Lebanon reported a single-day record of 98 Covid-19 deaths on Friday.
The grim milestone came after a sharp increase in number of deaths due to the coronavirus this year, which experts have linked to an easing of health restrictions over the December holiday season.
The country of six million people, including Palestinian and Syrian refugees, recorded 1,627 deaths in January alone, compared with 1,455 over the past year.
With more than 312,000 cases so far, the Covid-19 death rate in Lebanon stood at 1.1 per cent as of Friday, according to statistics compiled by Johns Hopkins University. The per capita death rate was 49.6 per 100,000 people.
Although significantly lower than in many other countries, these figures are still worrying, and completely avoidable, Lebanese experts said.
Lebanon’s caretaker government eased restrictions for the Christmas and New Year period, allowing gatherings, parties and celebrations. This was followed by a surge in Covid-19 cases that overwhelmed the healthcare system.
Firas Abiad, manager of Rafik Hariri University Hospital in Beirut, said the recent increase in Covid-19 deaths was a result of this surge, because people considered critical cases generally die between three to four weeks after infection.
“Early and immediate treatment can help reduce the number of Covid-19 deaths,” Dr Abiad said. “Previously, we had the capacity to take in patients and give them oxygen, saving their lives. Now it takes time to be admitted and find a hospital bed and, by the time they are in, it’s sometimes too late.”
Jade Khalife, a specialist in health systems and epidemiology, said the government was adopting a mitigation strategy in battling the pandemic, which he called a “failed approach”.

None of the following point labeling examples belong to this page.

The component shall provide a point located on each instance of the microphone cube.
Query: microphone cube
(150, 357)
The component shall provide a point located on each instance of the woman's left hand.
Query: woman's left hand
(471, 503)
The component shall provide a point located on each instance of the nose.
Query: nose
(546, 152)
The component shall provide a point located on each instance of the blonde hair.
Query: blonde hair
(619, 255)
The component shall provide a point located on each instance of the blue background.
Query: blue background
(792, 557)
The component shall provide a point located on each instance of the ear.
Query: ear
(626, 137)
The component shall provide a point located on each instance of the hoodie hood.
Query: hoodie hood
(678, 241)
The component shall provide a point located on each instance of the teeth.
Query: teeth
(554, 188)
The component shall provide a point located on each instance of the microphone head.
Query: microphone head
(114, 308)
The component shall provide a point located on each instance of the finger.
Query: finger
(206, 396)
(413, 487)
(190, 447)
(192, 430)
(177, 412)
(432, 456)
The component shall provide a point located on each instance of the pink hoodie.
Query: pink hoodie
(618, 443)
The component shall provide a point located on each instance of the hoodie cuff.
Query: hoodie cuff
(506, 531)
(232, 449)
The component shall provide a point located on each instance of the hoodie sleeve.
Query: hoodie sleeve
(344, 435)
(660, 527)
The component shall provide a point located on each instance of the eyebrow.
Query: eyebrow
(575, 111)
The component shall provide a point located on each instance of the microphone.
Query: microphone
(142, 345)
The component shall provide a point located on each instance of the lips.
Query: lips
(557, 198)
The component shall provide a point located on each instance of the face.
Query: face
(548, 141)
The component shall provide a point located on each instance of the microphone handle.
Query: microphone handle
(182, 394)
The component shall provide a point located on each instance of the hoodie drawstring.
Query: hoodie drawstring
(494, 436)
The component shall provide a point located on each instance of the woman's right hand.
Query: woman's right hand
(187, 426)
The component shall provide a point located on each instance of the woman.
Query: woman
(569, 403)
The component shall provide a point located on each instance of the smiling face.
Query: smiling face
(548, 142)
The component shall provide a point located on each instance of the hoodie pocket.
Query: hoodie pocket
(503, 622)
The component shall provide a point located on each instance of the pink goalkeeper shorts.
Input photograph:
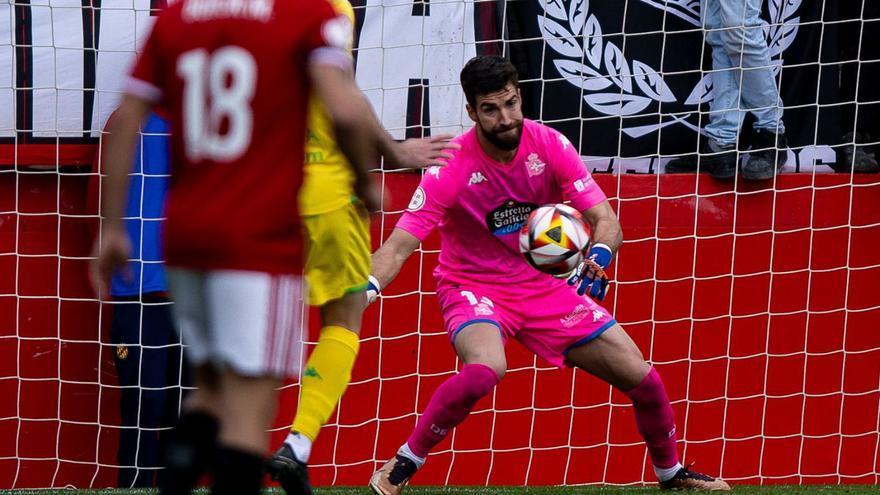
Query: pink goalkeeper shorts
(545, 315)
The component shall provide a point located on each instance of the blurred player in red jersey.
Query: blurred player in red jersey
(234, 77)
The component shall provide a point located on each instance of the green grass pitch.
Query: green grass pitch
(507, 490)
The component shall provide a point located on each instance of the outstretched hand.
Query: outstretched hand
(426, 152)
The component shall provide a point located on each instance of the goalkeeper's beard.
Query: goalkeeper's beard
(508, 142)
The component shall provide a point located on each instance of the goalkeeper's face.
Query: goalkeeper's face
(499, 117)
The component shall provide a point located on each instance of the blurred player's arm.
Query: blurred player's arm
(607, 236)
(114, 248)
(388, 260)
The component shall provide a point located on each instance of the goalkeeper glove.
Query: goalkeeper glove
(373, 289)
(590, 273)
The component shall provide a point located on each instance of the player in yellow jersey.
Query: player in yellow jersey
(337, 269)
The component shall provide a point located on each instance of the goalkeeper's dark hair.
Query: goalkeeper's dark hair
(486, 74)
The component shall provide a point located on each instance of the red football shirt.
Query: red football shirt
(232, 76)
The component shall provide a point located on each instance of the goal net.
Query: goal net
(757, 302)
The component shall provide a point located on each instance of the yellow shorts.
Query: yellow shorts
(338, 260)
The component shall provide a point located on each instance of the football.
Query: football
(553, 239)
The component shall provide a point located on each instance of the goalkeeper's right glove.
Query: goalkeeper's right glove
(373, 289)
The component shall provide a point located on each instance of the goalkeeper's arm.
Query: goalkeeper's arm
(606, 240)
(388, 260)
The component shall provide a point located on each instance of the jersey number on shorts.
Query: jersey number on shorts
(218, 88)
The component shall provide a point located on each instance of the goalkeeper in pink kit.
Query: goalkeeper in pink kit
(506, 167)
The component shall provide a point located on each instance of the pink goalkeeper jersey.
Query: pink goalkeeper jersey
(480, 204)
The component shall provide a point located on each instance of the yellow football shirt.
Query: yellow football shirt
(327, 176)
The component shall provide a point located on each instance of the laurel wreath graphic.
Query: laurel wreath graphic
(605, 75)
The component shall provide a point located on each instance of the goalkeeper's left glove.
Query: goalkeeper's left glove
(591, 272)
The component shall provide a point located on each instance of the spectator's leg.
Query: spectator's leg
(124, 335)
(746, 45)
(724, 111)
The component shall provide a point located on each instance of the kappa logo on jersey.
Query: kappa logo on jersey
(509, 217)
(418, 200)
(483, 309)
(534, 165)
(476, 178)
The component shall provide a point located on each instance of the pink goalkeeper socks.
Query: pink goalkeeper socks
(655, 419)
(450, 404)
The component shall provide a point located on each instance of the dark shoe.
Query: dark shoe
(393, 476)
(719, 161)
(855, 157)
(293, 475)
(767, 157)
(685, 479)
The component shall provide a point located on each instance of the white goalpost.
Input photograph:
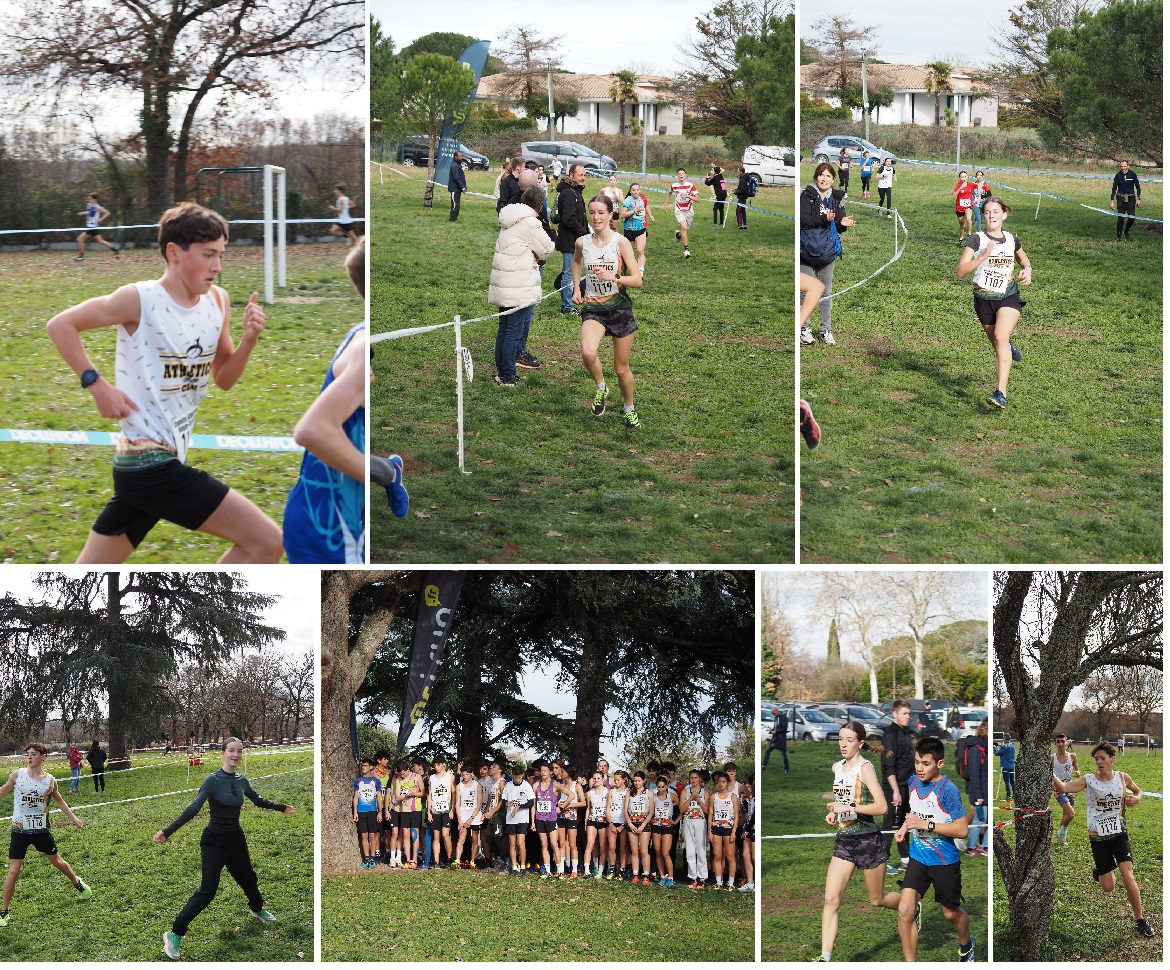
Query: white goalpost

"Many countries got away with 0, 5, 10 deaths at most because they adopted a Covid-zero approach," Dr Khalife told The National. "It's the best way to decrease cases and deaths."
He said the approach involves driving down cases as close as possible to zero through strict control measures, such as total lockdown, emergency social safety nets, contract tracing, obligatory isolation and quarantine, and an effective communication plan.
Dr Khalife is a member of the Independent Lebanese Committee for the Elimination of Covid-19, known as zerocovidlb, a group of medical practitioners, scientists and professionals from various disciplines that studied effective strategies adopted in other countries and is calling for similar measures in Lebanon.
He said Lebanon might begin to see a decrease in daily deaths at the beginning of March, after the government imposed a new 25-day lockdown from January 7 and tightened the restrictions a week later, but “we’re still stuck in a loop of tragedy”.
Such intermittent “yo-yo lockdowns” will not be effective when the new highly infectious B117 coronavirus strain, first detected in Britain, becomes the dominant strain in Lebanon in coming months, he said.
“The more you open up, more people will be infected, more people die,” said Dr Khalife. “The best strategy to execute is the Covid-zero strategy, you have nothing to lose.”
Dr Abiad is hopeful that the start of vaccinations, combined with the lockdown, will help to lower the death rate.
Lebanon has secured 2.1 million doses of the Pfizer-BioNTech vaccine, which are expected to be delivered from mid-February over a period of five weeks.
The health ministry has also secured 1.5 million doses of the AstraZeneca vaccine directly from the company and 2.73 million doses through the Covax network to cover an additional 20 per cent of the population, bringing the total number of vaccine doses available to 6.33 million.
For Dr Abiad, no death rate can be considered “low”.
“Even a death rate of 0.1 per cent in a population of six million equates to 6,000 victims, is this acceptable?” he said.
"Patients are not numbers," added Dr Abiad. "We are not numbers."